Perasaan rindu itu terjadi kapan saja dan di mana saja. Tua, muda,
bahkan seluruh manusia pun pernah merasakannya. Rindu pada sesuatu yang telah
terlampaui dan jejaknya tidak dapat diulang kembali. Tidak jarang ketika rindu
itu datang air mata menetes begitu saja, layaknya kran otomatis. Seperti rindu
kepada orang tua dan orang terkasih. Selain itu, rindu bisa disebabkan oleh
kerinduan kepada suasana nyaman, tenang, tentram, dan tempat-tempat penuh
kenangan.
Di saat perasaan ini datang setiap orang memiliki caranya
tersendiri untuk melesatkan rasa di dadanya itu. Jika Rumi mengejawantahkan
kerinduannya dengan berzikir seraya memutarkan tubuhnya, menarik energi positif
semesta lalu menyalurkan ke bumi. Seorang penyair menuangkannya ke dalam
syair-syairnya seperti bongkahan mutiara keluar dari penanya. Penyanyi
melukiskan kerinduannya dalam setiap lirik lagunya, pelukis dengan
melukiskannya, para sufi dengan riyadlahnya, dan para pencinta dengan tangisannya.
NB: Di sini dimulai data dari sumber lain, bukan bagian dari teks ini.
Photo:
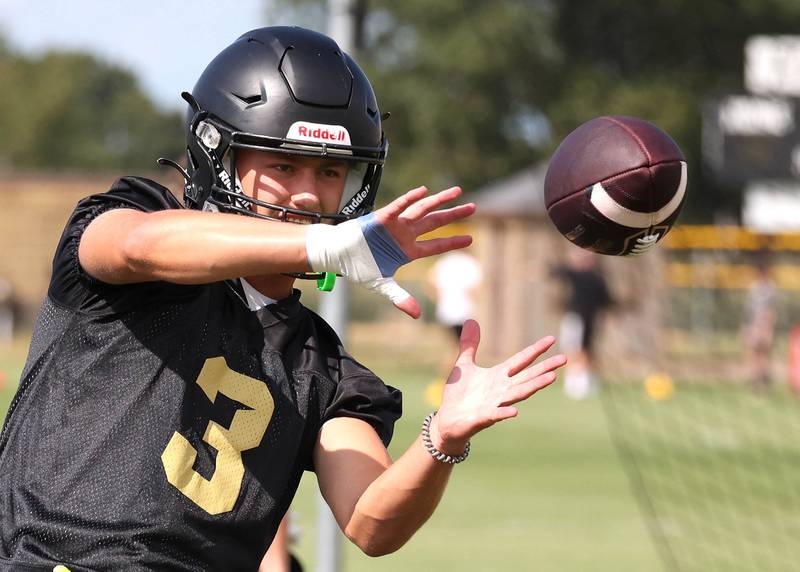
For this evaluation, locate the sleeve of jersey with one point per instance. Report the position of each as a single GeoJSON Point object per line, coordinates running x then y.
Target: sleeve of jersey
{"type": "Point", "coordinates": [364, 396]}
{"type": "Point", "coordinates": [70, 285]}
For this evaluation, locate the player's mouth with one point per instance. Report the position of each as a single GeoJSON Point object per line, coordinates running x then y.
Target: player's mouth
{"type": "Point", "coordinates": [299, 219]}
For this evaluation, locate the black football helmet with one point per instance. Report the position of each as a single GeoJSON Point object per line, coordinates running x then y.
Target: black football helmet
{"type": "Point", "coordinates": [282, 90]}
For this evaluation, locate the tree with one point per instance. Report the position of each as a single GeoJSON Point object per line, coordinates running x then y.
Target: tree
{"type": "Point", "coordinates": [72, 111]}
{"type": "Point", "coordinates": [480, 89]}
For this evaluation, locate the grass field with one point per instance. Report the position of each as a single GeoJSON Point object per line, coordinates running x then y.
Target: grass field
{"type": "Point", "coordinates": [544, 492]}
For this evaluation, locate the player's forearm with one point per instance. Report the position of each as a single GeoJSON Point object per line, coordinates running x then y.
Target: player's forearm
{"type": "Point", "coordinates": [398, 502]}
{"type": "Point", "coordinates": [193, 248]}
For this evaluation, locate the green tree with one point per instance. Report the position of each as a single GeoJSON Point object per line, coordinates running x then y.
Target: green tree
{"type": "Point", "coordinates": [72, 111]}
{"type": "Point", "coordinates": [482, 88]}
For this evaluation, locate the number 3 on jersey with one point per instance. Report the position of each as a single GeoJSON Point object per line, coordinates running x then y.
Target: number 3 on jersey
{"type": "Point", "coordinates": [219, 494]}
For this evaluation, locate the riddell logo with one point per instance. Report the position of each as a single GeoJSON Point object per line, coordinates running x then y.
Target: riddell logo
{"type": "Point", "coordinates": [319, 133]}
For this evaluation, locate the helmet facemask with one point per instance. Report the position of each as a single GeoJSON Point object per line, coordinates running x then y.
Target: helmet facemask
{"type": "Point", "coordinates": [212, 183]}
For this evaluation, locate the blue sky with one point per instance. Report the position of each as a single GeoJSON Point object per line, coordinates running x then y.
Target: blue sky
{"type": "Point", "coordinates": [166, 43]}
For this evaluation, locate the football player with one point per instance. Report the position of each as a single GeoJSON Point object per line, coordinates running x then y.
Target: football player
{"type": "Point", "coordinates": [176, 388]}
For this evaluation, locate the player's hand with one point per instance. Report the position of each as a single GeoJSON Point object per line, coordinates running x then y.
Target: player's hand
{"type": "Point", "coordinates": [370, 249]}
{"type": "Point", "coordinates": [475, 397]}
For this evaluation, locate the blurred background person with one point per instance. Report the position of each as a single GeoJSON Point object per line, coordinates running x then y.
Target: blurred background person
{"type": "Point", "coordinates": [759, 323]}
{"type": "Point", "coordinates": [453, 284]}
{"type": "Point", "coordinates": [586, 298]}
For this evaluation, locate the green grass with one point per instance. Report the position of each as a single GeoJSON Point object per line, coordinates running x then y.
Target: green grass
{"type": "Point", "coordinates": [719, 463]}
{"type": "Point", "coordinates": [545, 491]}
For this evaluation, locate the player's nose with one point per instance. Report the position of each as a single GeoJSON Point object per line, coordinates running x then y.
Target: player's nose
{"type": "Point", "coordinates": [304, 191]}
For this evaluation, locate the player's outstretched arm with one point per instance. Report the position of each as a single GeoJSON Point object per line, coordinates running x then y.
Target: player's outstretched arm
{"type": "Point", "coordinates": [380, 505]}
{"type": "Point", "coordinates": [370, 249]}
{"type": "Point", "coordinates": [125, 246]}
{"type": "Point", "coordinates": [191, 247]}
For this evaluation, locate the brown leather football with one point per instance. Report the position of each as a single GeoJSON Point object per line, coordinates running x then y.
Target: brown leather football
{"type": "Point", "coordinates": [615, 185]}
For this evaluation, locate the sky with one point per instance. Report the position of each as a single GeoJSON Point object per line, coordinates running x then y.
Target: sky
{"type": "Point", "coordinates": [166, 43]}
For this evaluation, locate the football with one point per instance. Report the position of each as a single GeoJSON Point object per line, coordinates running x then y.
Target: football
{"type": "Point", "coordinates": [615, 185]}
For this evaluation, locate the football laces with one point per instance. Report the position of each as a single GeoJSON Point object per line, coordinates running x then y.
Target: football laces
{"type": "Point", "coordinates": [643, 244]}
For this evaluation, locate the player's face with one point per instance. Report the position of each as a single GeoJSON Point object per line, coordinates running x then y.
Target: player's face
{"type": "Point", "coordinates": [307, 183]}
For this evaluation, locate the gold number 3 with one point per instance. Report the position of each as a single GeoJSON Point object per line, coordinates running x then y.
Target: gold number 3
{"type": "Point", "coordinates": [248, 427]}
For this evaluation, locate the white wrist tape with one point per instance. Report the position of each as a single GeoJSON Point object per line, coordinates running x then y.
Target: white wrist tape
{"type": "Point", "coordinates": [360, 249]}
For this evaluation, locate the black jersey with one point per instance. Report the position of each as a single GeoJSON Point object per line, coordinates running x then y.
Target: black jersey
{"type": "Point", "coordinates": [162, 426]}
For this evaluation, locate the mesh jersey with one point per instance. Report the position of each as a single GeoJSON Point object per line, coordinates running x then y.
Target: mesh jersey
{"type": "Point", "coordinates": [161, 426]}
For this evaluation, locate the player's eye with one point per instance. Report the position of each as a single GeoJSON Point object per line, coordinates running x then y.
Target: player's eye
{"type": "Point", "coordinates": [282, 167]}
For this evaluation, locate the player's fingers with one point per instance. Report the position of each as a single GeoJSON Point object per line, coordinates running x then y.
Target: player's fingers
{"type": "Point", "coordinates": [401, 203]}
{"type": "Point", "coordinates": [550, 364]}
{"type": "Point", "coordinates": [524, 358]}
{"type": "Point", "coordinates": [468, 345]}
{"type": "Point", "coordinates": [522, 391]}
{"type": "Point", "coordinates": [505, 412]}
{"type": "Point", "coordinates": [436, 246]}
{"type": "Point", "coordinates": [440, 218]}
{"type": "Point", "coordinates": [410, 306]}
{"type": "Point", "coordinates": [425, 205]}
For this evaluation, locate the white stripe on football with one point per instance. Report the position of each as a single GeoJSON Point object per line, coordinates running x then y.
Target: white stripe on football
{"type": "Point", "coordinates": [619, 214]}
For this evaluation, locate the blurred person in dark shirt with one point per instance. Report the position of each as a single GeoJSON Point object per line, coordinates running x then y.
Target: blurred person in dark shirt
{"type": "Point", "coordinates": [759, 323]}
{"type": "Point", "coordinates": [587, 297]}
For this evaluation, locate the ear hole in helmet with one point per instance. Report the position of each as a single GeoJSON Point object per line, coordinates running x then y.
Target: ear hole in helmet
{"type": "Point", "coordinates": [353, 183]}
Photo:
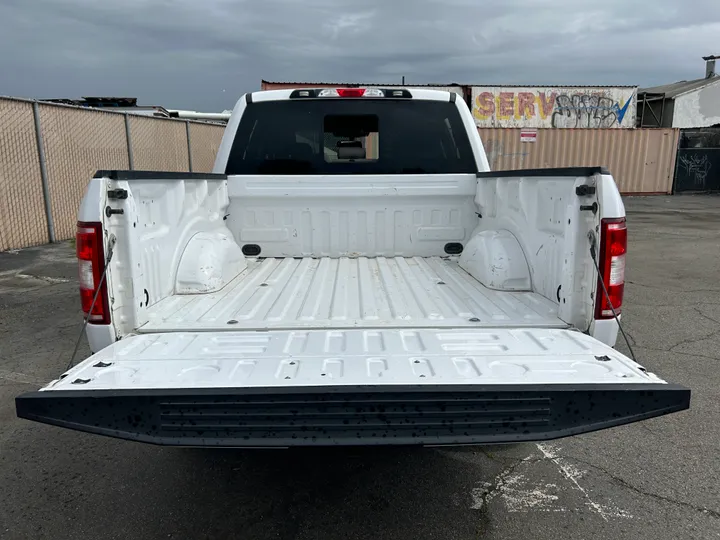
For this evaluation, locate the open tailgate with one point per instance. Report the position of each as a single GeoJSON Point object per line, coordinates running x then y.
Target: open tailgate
{"type": "Point", "coordinates": [352, 387]}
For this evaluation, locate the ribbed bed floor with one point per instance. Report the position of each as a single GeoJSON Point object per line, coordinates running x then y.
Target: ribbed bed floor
{"type": "Point", "coordinates": [413, 292]}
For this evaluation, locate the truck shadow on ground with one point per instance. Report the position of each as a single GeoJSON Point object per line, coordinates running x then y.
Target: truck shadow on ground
{"type": "Point", "coordinates": [335, 493]}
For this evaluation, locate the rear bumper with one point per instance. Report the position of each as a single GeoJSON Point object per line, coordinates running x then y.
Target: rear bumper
{"type": "Point", "coordinates": [330, 416]}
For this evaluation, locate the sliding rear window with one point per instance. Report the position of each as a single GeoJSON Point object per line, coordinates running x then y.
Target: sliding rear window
{"type": "Point", "coordinates": [351, 136]}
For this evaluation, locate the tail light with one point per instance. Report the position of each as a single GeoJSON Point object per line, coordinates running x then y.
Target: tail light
{"type": "Point", "coordinates": [613, 246]}
{"type": "Point", "coordinates": [91, 264]}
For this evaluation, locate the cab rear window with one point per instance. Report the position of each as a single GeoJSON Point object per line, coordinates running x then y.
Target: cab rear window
{"type": "Point", "coordinates": [351, 136]}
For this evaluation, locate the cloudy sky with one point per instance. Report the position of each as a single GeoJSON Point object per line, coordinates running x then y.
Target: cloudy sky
{"type": "Point", "coordinates": [202, 54]}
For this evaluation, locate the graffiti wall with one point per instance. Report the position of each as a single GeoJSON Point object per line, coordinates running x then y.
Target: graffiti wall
{"type": "Point", "coordinates": [546, 107]}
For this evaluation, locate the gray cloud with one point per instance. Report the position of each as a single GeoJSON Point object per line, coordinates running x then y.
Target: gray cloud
{"type": "Point", "coordinates": [203, 55]}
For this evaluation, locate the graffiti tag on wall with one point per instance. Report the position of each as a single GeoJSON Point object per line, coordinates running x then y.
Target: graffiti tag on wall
{"type": "Point", "coordinates": [697, 167]}
{"type": "Point", "coordinates": [554, 107]}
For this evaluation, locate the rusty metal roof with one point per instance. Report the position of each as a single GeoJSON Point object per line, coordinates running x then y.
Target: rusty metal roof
{"type": "Point", "coordinates": [681, 87]}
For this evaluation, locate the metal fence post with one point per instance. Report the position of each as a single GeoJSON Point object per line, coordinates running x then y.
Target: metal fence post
{"type": "Point", "coordinates": [187, 133]}
{"type": "Point", "coordinates": [43, 173]}
{"type": "Point", "coordinates": [129, 141]}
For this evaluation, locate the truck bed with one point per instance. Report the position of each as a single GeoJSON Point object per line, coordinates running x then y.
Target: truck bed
{"type": "Point", "coordinates": [290, 293]}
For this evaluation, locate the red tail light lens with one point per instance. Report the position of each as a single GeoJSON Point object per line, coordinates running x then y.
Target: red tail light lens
{"type": "Point", "coordinates": [613, 246]}
{"type": "Point", "coordinates": [91, 263]}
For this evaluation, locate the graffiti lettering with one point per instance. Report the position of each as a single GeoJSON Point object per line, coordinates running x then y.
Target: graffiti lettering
{"type": "Point", "coordinates": [696, 166]}
{"type": "Point", "coordinates": [526, 105]}
{"type": "Point", "coordinates": [546, 104]}
{"type": "Point", "coordinates": [585, 108]}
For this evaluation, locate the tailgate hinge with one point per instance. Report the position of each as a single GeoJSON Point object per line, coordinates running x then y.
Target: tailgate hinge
{"type": "Point", "coordinates": [117, 194]}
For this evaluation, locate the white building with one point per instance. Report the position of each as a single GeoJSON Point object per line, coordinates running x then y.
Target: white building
{"type": "Point", "coordinates": [684, 104]}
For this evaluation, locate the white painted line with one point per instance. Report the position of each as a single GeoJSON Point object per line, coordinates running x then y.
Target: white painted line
{"type": "Point", "coordinates": [573, 474]}
{"type": "Point", "coordinates": [43, 278]}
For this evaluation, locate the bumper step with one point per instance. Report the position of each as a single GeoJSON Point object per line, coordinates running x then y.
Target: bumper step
{"type": "Point", "coordinates": [330, 416]}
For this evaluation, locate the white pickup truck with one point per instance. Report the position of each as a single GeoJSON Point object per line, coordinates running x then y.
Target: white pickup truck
{"type": "Point", "coordinates": [351, 273]}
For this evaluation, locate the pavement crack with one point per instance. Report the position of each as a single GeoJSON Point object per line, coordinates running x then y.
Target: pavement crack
{"type": "Point", "coordinates": [484, 495]}
{"type": "Point", "coordinates": [708, 317]}
{"type": "Point", "coordinates": [624, 483]}
{"type": "Point", "coordinates": [645, 347]}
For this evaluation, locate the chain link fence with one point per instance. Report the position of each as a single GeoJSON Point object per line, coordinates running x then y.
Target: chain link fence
{"type": "Point", "coordinates": [22, 209]}
{"type": "Point", "coordinates": [49, 152]}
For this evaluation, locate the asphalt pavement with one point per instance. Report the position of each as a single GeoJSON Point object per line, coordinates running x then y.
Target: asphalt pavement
{"type": "Point", "coordinates": [658, 479]}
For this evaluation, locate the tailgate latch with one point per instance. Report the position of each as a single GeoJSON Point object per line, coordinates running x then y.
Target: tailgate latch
{"type": "Point", "coordinates": [117, 194]}
{"type": "Point", "coordinates": [585, 190]}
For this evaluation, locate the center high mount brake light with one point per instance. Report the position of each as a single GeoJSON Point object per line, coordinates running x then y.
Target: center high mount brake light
{"type": "Point", "coordinates": [312, 93]}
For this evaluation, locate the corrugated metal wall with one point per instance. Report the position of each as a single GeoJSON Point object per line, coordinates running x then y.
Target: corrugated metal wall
{"type": "Point", "coordinates": [640, 160]}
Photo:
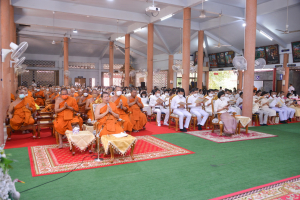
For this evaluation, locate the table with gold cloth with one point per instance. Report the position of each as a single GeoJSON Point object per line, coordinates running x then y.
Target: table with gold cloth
{"type": "Point", "coordinates": [81, 141]}
{"type": "Point", "coordinates": [120, 145]}
{"type": "Point", "coordinates": [242, 121]}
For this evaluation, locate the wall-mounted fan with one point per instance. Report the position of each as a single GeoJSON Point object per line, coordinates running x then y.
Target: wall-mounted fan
{"type": "Point", "coordinates": [260, 63]}
{"type": "Point", "coordinates": [286, 31]}
{"type": "Point", "coordinates": [240, 63]}
{"type": "Point", "coordinates": [17, 51]}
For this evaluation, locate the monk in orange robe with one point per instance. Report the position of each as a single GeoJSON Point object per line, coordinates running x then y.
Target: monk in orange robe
{"type": "Point", "coordinates": [138, 119]}
{"type": "Point", "coordinates": [107, 117]}
{"type": "Point", "coordinates": [83, 99]}
{"type": "Point", "coordinates": [89, 103]}
{"type": "Point", "coordinates": [20, 111]}
{"type": "Point", "coordinates": [65, 106]}
{"type": "Point", "coordinates": [122, 106]}
{"type": "Point", "coordinates": [40, 97]}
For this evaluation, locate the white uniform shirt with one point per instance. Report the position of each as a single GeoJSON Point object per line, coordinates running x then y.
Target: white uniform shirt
{"type": "Point", "coordinates": [176, 100]}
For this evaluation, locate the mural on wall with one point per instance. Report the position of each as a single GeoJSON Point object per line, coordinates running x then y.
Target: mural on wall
{"type": "Point", "coordinates": [222, 59]}
{"type": "Point", "coordinates": [272, 53]}
{"type": "Point", "coordinates": [296, 51]}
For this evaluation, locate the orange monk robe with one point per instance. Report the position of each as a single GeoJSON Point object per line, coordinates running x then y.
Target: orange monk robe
{"type": "Point", "coordinates": [40, 101]}
{"type": "Point", "coordinates": [137, 118]}
{"type": "Point", "coordinates": [21, 116]}
{"type": "Point", "coordinates": [82, 108]}
{"type": "Point", "coordinates": [127, 125]}
{"type": "Point", "coordinates": [110, 123]}
{"type": "Point", "coordinates": [12, 97]}
{"type": "Point", "coordinates": [66, 117]}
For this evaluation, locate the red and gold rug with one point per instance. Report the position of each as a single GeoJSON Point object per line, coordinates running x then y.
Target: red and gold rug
{"type": "Point", "coordinates": [48, 159]}
{"type": "Point", "coordinates": [286, 189]}
{"type": "Point", "coordinates": [215, 137]}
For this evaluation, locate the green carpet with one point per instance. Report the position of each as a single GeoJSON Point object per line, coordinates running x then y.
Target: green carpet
{"type": "Point", "coordinates": [214, 170]}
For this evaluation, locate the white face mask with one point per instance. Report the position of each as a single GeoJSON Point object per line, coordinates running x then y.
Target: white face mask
{"type": "Point", "coordinates": [119, 93]}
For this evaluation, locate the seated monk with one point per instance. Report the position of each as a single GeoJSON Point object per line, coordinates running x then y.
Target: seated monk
{"type": "Point", "coordinates": [122, 106]}
{"type": "Point", "coordinates": [138, 119]}
{"type": "Point", "coordinates": [64, 108]}
{"type": "Point", "coordinates": [83, 99]}
{"type": "Point", "coordinates": [40, 97]}
{"type": "Point", "coordinates": [107, 115]}
{"type": "Point", "coordinates": [20, 111]}
{"type": "Point", "coordinates": [89, 103]}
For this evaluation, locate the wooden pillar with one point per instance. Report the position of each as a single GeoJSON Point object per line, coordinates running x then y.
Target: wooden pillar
{"type": "Point", "coordinates": [5, 39]}
{"type": "Point", "coordinates": [207, 80]}
{"type": "Point", "coordinates": [274, 79]}
{"type": "Point", "coordinates": [13, 38]}
{"type": "Point", "coordinates": [66, 60]}
{"type": "Point", "coordinates": [250, 37]}
{"type": "Point", "coordinates": [286, 75]}
{"type": "Point", "coordinates": [111, 63]}
{"type": "Point", "coordinates": [200, 59]}
{"type": "Point", "coordinates": [240, 80]}
{"type": "Point", "coordinates": [150, 58]}
{"type": "Point", "coordinates": [171, 72]}
{"type": "Point", "coordinates": [186, 49]}
{"type": "Point", "coordinates": [127, 59]}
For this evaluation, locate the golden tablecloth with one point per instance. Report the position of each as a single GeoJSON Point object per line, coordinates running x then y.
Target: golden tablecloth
{"type": "Point", "coordinates": [243, 120]}
{"type": "Point", "coordinates": [121, 145]}
{"type": "Point", "coordinates": [81, 140]}
{"type": "Point", "coordinates": [88, 128]}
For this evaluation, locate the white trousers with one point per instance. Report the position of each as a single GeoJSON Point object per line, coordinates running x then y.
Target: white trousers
{"type": "Point", "coordinates": [199, 113]}
{"type": "Point", "coordinates": [183, 113]}
{"type": "Point", "coordinates": [290, 111]}
{"type": "Point", "coordinates": [263, 116]}
{"type": "Point", "coordinates": [158, 115]}
{"type": "Point", "coordinates": [282, 113]}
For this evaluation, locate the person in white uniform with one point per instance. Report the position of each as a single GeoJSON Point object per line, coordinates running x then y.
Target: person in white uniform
{"type": "Point", "coordinates": [290, 111]}
{"type": "Point", "coordinates": [196, 108]}
{"type": "Point", "coordinates": [158, 108]}
{"type": "Point", "coordinates": [180, 110]}
{"type": "Point", "coordinates": [275, 105]}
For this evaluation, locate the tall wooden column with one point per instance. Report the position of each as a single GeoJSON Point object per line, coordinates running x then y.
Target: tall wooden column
{"type": "Point", "coordinates": [150, 58]}
{"type": "Point", "coordinates": [274, 79]}
{"type": "Point", "coordinates": [111, 63]}
{"type": "Point", "coordinates": [66, 60]}
{"type": "Point", "coordinates": [240, 78]}
{"type": "Point", "coordinates": [207, 80]}
{"type": "Point", "coordinates": [13, 38]}
{"type": "Point", "coordinates": [286, 75]}
{"type": "Point", "coordinates": [171, 72]}
{"type": "Point", "coordinates": [200, 59]}
{"type": "Point", "coordinates": [127, 59]}
{"type": "Point", "coordinates": [250, 37]}
{"type": "Point", "coordinates": [186, 49]}
{"type": "Point", "coordinates": [5, 39]}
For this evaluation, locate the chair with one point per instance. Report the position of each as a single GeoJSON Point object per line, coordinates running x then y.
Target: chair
{"type": "Point", "coordinates": [23, 128]}
{"type": "Point", "coordinates": [194, 117]}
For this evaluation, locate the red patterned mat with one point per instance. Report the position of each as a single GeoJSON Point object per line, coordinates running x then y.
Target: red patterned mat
{"type": "Point", "coordinates": [215, 137]}
{"type": "Point", "coordinates": [286, 189]}
{"type": "Point", "coordinates": [48, 159]}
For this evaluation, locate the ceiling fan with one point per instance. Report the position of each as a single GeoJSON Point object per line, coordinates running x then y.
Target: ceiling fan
{"type": "Point", "coordinates": [286, 31]}
{"type": "Point", "coordinates": [219, 45]}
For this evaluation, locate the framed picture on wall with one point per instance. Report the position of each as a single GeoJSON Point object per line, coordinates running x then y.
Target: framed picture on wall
{"type": "Point", "coordinates": [272, 53]}
{"type": "Point", "coordinates": [213, 60]}
{"type": "Point", "coordinates": [296, 51]}
{"type": "Point", "coordinates": [260, 52]}
{"type": "Point", "coordinates": [221, 59]}
{"type": "Point", "coordinates": [229, 55]}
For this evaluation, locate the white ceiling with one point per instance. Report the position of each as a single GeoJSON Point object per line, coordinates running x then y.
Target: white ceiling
{"type": "Point", "coordinates": [95, 29]}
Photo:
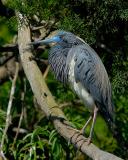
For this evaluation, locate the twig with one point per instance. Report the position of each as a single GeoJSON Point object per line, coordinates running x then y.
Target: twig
{"type": "Point", "coordinates": [46, 72]}
{"type": "Point", "coordinates": [10, 104]}
{"type": "Point", "coordinates": [21, 115]}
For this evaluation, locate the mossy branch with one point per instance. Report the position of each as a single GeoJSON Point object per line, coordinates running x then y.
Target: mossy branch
{"type": "Point", "coordinates": [45, 99]}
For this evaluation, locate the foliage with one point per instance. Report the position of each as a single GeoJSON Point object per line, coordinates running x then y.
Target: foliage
{"type": "Point", "coordinates": [96, 22]}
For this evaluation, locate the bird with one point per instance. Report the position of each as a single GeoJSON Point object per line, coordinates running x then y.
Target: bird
{"type": "Point", "coordinates": [75, 63]}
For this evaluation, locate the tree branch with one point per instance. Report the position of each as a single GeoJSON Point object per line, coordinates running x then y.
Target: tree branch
{"type": "Point", "coordinates": [46, 101]}
{"type": "Point", "coordinates": [9, 107]}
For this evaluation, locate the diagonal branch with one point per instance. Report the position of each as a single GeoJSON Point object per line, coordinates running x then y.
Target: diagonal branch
{"type": "Point", "coordinates": [9, 106]}
{"type": "Point", "coordinates": [45, 99]}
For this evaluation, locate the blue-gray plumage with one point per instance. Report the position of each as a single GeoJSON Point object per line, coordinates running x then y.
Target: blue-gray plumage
{"type": "Point", "coordinates": [75, 63]}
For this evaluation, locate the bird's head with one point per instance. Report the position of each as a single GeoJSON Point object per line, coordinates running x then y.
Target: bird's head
{"type": "Point", "coordinates": [62, 38]}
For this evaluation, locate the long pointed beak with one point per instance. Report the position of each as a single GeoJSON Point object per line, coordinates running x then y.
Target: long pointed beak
{"type": "Point", "coordinates": [46, 41]}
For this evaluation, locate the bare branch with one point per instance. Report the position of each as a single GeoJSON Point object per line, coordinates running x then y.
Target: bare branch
{"type": "Point", "coordinates": [10, 104]}
{"type": "Point", "coordinates": [46, 101]}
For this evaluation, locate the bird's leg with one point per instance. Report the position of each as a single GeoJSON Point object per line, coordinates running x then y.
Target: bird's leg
{"type": "Point", "coordinates": [86, 124]}
{"type": "Point", "coordinates": [93, 123]}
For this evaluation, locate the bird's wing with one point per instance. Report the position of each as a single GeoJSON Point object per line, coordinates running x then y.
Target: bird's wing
{"type": "Point", "coordinates": [90, 71]}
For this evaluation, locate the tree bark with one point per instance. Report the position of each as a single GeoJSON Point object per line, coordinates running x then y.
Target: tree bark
{"type": "Point", "coordinates": [45, 99]}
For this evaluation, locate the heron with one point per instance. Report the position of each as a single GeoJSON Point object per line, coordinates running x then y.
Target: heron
{"type": "Point", "coordinates": [75, 63]}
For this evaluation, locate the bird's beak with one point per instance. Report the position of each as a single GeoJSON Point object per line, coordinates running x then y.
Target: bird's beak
{"type": "Point", "coordinates": [46, 41]}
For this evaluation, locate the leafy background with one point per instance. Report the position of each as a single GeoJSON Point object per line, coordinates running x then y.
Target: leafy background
{"type": "Point", "coordinates": [97, 23]}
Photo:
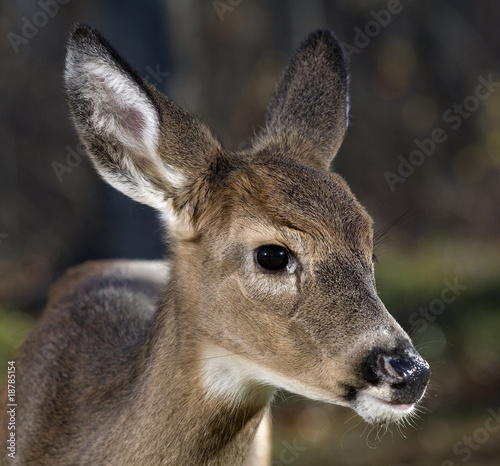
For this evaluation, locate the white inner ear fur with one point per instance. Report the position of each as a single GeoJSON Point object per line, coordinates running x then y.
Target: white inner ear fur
{"type": "Point", "coordinates": [121, 109]}
{"type": "Point", "coordinates": [123, 112]}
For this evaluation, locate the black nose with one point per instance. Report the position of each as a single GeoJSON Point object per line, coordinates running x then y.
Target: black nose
{"type": "Point", "coordinates": [403, 370]}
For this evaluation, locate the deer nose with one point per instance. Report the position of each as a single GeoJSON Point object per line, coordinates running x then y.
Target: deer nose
{"type": "Point", "coordinates": [407, 373]}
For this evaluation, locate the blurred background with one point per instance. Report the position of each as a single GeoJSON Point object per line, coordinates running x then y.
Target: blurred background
{"type": "Point", "coordinates": [422, 154]}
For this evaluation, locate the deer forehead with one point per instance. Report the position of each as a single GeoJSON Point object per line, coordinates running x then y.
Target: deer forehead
{"type": "Point", "coordinates": [304, 209]}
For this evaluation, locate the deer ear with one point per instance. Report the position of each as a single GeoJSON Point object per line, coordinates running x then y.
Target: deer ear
{"type": "Point", "coordinates": [308, 113]}
{"type": "Point", "coordinates": [139, 141]}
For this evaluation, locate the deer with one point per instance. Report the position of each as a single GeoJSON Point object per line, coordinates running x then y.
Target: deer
{"type": "Point", "coordinates": [268, 283]}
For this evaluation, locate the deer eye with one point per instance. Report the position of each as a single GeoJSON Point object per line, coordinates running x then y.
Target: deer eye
{"type": "Point", "coordinates": [272, 257]}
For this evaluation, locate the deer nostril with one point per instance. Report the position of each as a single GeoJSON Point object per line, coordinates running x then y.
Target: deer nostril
{"type": "Point", "coordinates": [406, 373]}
Pernahkah kau melihat seseorang yang rindu Rasul lalu selalu
menangis saat mengingatnya? Pernah pula kau melihat orang mendengar namanya
disebut, maka bergetarlah hatinya? Pernahkah juga kau merasa beliau hadir di
tengah-tengah majelis saat selawat tersebar ke seluruh penjuru ruangan? Kemudian
kau teteskan air matamu begitu saja, seakan-akan beliau hidup kembali. Aku
sendiri pernah menyaksikannya, itulah rindu.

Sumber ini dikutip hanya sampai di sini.